J’aime tout particulièrement les recommandations concernant les publications. Il faut d’ailleurs préciser si les journaux sont à comité de lecture ou non. M’enfin quoi, je ne publie pas dans JDM1.

Nous sommes nombreux à avoir décidé de refuser de fournir les facteurs d’impact et nombre de citations de nos papiers. Si l’AERES a choisi de faire de l’évaluation strictement bibliométrique de notre activité, c’est son problème qu’elle le fasse. Mais sans moi, merci.

Seule avancée positive à mes yeux, ce document doit être rempli par les enseignant-chercheurs, chercheurs, et grande nouveauté par les ingénieurs de recherche.

Sinon, je persiste à dire que je préférai l’ancien système, à mon avis bien plus sérieux sur la forme et sur le fond malgré toutes ses imperfections.

1Journal de Mickey, blague de commission de spécialistes…

vendredi 11 avril 2008

And Ze Winner is….

.... La maladie de Lyme

Suite et fin donc de mes problèmes de santé, puisque finalement le diagnostic est tombé (merci Pasteur analyses). Cette saloperie de Borreliose m’aura bien pourri ces trois dernières semaines, et je devrais continuer à trainer cette fatigue infinie pendant encore 2 à 3 semaines, quelle chance.
Cela dit, de la chance j’en ai eu, et je remercie vraiment mon bon docteur et la pertinence de ses diagnostics (ou du moins de ses intuitions). En effet, j’ai eu la bonne antibiothérapie très vite, aux bonnes doses, et dans la durée requise, ce qui devrait normalement me mettre à l’abri des rechutes en phase aigue. Et puis, maintenant qu’on le sait, tout ce qui pourrait évoquer une phase dite III, pourra être traité sans tarder.

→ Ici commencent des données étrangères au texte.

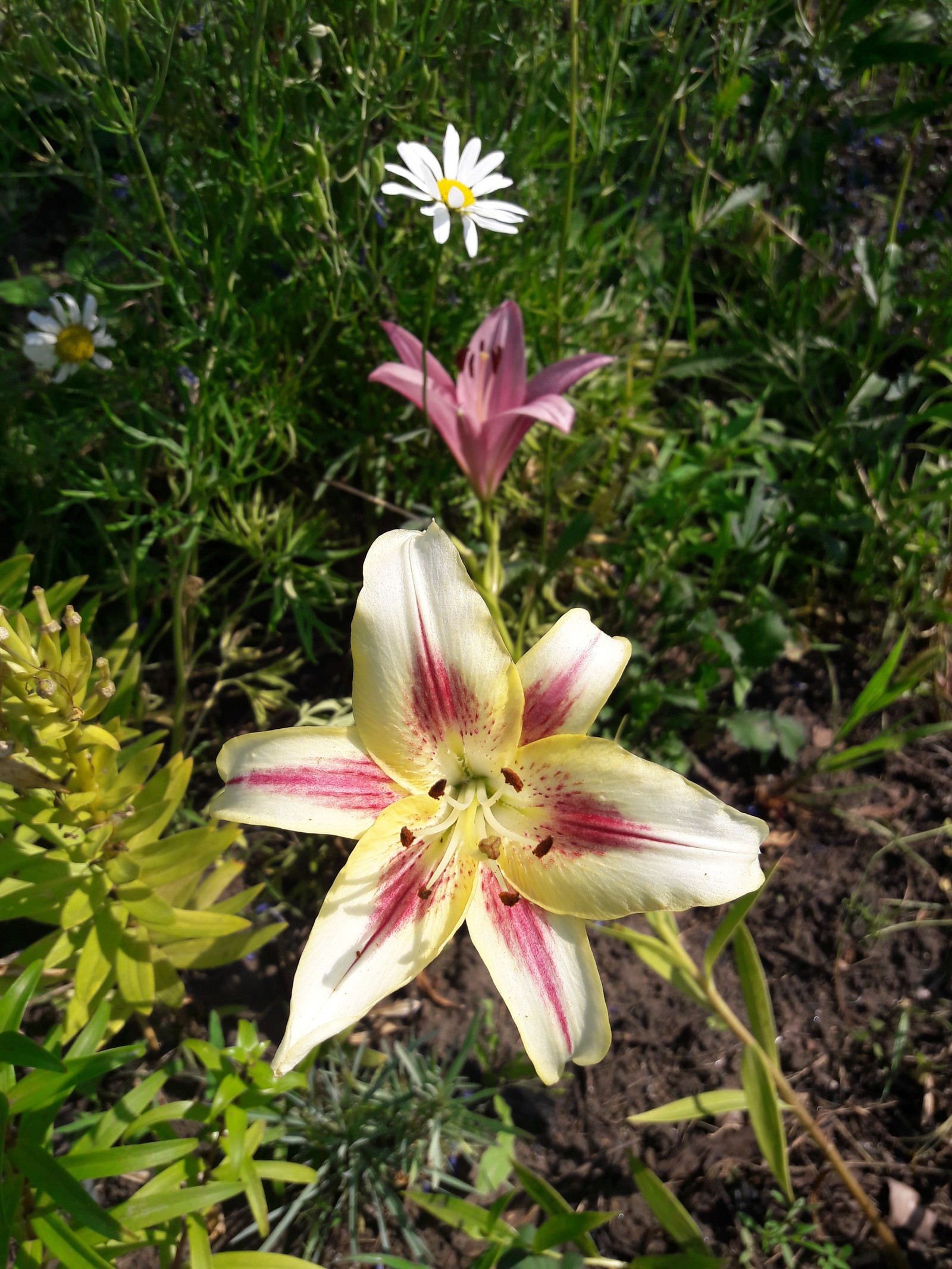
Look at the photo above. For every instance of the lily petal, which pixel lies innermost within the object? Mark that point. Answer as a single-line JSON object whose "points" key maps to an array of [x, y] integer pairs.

Quand même, le mystère restant sera celui de la contamination, bien que la semaine de rando puisse être le moment fatal…
Je n’ai pas fini de m’en vouloir d’avoir dérogé à ma règle du «pas de sport», je savais bien pourtant que c’était mauvais pour la santé…

dimanche 6 avril 2008

Nombrilisme

En cette fin de week end froid et pluvieux, histoire de me remonter le moral qui a pris racine dans les chaussettes, je voudrai fêter la 1000ème visite de ce blog depuis que je flique mes visiteurs, c'est à dire depuis .

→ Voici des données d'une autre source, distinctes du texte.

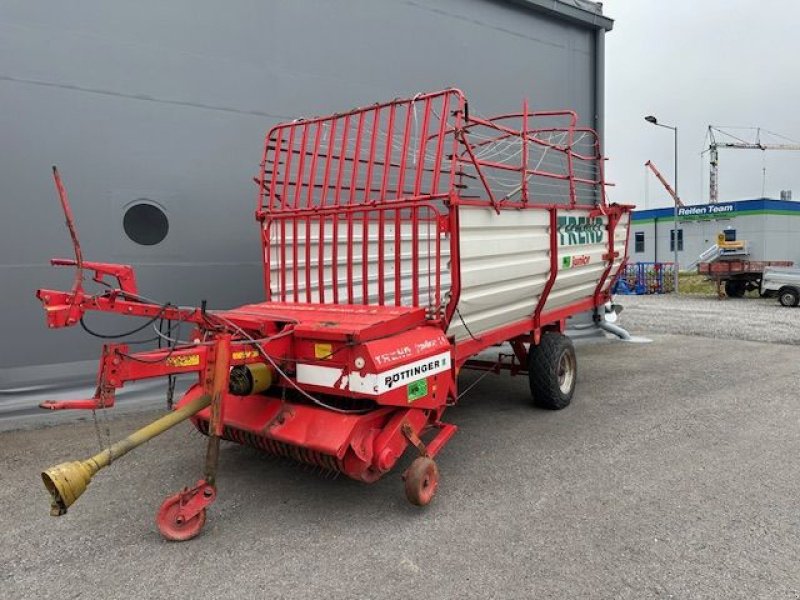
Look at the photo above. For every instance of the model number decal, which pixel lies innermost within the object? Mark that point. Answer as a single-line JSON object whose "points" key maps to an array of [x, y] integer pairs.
{"points": [[189, 360], [579, 260], [575, 231]]}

1000 visites! Je n'en reviens pas. Franchement, je suis d'autant plus surprise qu'on ne peut pas dire que vous soyez des visiteurs bruyants.... Justement, ramené en nombre de visiteurs vous êtes 408 à être passés me lire. D'aucuns sont repartis, mais vous êtes sommes toutes assez nombreux à être fidèles aux Chroniques. Pour un blog démarré dans le quasi secret, je dois avouer ma fierté de vous compter aussi nombreux autour de moi.

On ne se refait pas, quand j'ai des résultats, il faut que je les analyse, c'est plus fort que moi!
L'essentiel des visites a lieu en semaine, le week-end c'est plus calme. 34% d'entre vous venez directement, 65 % à partir de sites référents, ce blog, mais aussi celui ci et celui là qui me font l'honneur de me référencer, mais également des agrégateurs de flux. Le 1% restant a trouvé son chemin jusqu'ici par l'intermédiaire de moteur de recherche.
D'où venez vous? A 53% de France, à 41% des USA, les 6% restant se répartissent sur 11 pays.

A vous tous merci. Passé ce moment d'autosatisfaction, votre fidélité m'oblige à ne pas vous décevoir. Il y aura toujours du léger sur la rive droite, et du plus sérieux sur la rive gauche, je pense avoir trouvé mon rythme dans ce mélange des genres. Enfin, je resterai schizophrène, même si parfois je râle des contraintes techniques liées à cette double signature.